In Rawlings, the plaintiff was injured when she tripped over a water hose the employees at the university had laid across a sidewalk while watering the campus lawn. Rawlings, 648 S.W.2d at 431. It was undisputed that neither the water hose nor the sidewalk was defective. Id. at 434. The Rawlings court held that the method and manner of use by the university, i.e., the water hose having been stretched across a sidewalk used for ingress and egress to the library created a dangerous and unsafe condition on the premises. Id. The university did not argue that it was exempt under the discretionary-function exception. Id. at 431-32.

The cases on which De Luna relies are distinguishable from the facts here. De Luna's expert testified that the raised basketball court was not defectively constructed or maintained. The raised basketball court was designed to be placed two and one-half inches above the floor with an exposed gap. It remained in place for more than half of the calendar year. The change in elevation was part of the raised basketball court's design. De Luna's injuries were not caused by the negligent use of the raised basketball court and mat as in Rawlings. The "use," if any, that the University's employees made of the mat and raised basketball court was completed when those items had been attached to the pavilion floor. See Dallas County Mental Health and Mental Retardation v. Bossley, 968 S.W.2d 339, 343 (Tex. 1998); Gates, 2004 WL 2559937 *3-4.

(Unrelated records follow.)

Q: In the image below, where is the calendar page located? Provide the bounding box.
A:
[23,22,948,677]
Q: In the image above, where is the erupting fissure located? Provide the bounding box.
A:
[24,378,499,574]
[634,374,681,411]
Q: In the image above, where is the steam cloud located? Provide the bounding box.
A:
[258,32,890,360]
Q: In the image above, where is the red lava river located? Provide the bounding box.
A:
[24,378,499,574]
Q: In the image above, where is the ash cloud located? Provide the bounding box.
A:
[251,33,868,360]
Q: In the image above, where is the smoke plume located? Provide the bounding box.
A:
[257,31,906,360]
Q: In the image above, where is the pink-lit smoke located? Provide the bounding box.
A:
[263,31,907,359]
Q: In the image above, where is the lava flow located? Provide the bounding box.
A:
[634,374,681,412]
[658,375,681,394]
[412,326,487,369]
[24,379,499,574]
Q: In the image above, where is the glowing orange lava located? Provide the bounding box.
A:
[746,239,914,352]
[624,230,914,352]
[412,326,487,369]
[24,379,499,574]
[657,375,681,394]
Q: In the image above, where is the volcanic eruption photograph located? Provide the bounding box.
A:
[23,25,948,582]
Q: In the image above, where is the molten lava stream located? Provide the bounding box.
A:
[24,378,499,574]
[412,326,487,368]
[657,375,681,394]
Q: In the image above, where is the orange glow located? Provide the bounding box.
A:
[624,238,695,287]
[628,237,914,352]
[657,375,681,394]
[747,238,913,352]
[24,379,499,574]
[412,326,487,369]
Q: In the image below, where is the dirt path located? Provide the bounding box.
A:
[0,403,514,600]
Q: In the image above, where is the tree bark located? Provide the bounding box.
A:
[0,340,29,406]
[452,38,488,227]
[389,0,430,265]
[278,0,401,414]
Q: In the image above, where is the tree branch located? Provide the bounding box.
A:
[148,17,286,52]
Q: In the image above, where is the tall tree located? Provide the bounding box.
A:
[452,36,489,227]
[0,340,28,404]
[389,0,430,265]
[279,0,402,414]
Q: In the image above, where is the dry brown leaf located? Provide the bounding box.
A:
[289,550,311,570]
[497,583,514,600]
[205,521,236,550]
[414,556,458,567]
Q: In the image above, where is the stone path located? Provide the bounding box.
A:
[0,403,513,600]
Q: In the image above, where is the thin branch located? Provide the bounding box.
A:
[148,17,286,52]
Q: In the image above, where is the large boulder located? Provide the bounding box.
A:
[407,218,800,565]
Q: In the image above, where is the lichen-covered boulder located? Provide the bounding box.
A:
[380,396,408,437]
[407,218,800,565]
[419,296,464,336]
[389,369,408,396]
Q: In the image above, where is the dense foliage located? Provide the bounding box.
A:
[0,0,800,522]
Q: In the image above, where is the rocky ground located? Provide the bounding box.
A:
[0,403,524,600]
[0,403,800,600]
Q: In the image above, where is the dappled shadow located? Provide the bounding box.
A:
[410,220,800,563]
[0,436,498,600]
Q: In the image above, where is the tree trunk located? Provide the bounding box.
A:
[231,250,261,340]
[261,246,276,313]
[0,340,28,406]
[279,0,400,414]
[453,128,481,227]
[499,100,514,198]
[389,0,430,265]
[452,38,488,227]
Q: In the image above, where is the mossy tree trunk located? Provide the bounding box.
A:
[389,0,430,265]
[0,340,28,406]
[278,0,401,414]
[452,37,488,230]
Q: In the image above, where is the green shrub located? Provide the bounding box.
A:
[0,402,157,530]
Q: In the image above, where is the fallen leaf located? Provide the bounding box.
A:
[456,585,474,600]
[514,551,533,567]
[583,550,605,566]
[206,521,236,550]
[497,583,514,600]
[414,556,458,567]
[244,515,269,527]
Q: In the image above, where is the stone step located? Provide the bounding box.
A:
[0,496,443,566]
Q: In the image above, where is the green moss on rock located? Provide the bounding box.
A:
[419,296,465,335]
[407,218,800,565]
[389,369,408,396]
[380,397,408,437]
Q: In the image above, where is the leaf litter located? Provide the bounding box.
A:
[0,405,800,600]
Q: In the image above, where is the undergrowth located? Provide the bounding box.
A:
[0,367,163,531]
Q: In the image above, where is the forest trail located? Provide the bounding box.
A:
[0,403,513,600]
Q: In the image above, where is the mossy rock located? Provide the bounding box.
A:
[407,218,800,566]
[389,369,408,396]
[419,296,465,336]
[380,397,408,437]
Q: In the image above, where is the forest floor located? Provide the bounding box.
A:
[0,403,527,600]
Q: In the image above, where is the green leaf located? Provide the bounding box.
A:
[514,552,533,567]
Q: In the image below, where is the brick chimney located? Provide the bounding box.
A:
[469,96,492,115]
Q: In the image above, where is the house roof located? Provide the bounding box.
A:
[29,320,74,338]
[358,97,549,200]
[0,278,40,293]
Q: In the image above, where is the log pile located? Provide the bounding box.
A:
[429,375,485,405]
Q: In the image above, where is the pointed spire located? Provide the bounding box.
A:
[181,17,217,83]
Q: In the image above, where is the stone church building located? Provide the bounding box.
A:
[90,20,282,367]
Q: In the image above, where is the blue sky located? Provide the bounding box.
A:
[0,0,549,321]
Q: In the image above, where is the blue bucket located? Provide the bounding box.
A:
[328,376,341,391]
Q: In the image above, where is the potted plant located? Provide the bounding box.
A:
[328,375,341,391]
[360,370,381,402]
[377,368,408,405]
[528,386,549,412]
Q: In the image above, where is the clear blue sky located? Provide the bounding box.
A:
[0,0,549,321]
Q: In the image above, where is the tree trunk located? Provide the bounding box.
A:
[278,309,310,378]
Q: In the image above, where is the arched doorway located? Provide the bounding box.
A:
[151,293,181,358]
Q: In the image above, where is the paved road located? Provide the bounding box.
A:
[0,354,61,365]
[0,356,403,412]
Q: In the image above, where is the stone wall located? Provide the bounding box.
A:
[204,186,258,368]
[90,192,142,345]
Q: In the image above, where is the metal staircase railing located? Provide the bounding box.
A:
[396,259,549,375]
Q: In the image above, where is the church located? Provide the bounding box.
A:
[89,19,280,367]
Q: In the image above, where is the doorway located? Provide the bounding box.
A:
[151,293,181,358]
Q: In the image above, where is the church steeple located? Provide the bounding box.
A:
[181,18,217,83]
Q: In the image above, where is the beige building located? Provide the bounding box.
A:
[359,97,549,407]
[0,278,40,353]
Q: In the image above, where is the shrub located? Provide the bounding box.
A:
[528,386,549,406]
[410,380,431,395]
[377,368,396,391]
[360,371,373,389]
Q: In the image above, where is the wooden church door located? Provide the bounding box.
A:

The University relies on Texas Health Science Center at San Antonio v. Bruen, Gates v. Texas Tech University, and Ramos v. Texas Department of Public Safety to support its contention that it retained its immunity under the TTCA's discretionary-function exception. See Gates, 2004 WL 2559937 *3-4; Bruen, 92 S.W.3d at 26-27; Ramos, 35 S.W.3d at 733. In Bruen, the plaintiff was injured when she slipped and fell off an unprotected edge of an auditorium ramp. Bruen, 92 S.W.3d at 26-27. The plaintiff sued the University, alleging the design of the downward sloping auditorium ramp constituted a dangerous condition and created an unreasonable risk of harm because there was no differentiation in color between the carpet on the ramp and the carpet covering the rest of the room. Id. The plaintiff further alleged that the University failed to warn of the dangerous condition with a railing or other device to prevent someone from stepping off the side of the ramp. Id. The Bruen court held that these were "design decisions" that were discretionary, and therefore immunity was not waived under the TTCA. Id.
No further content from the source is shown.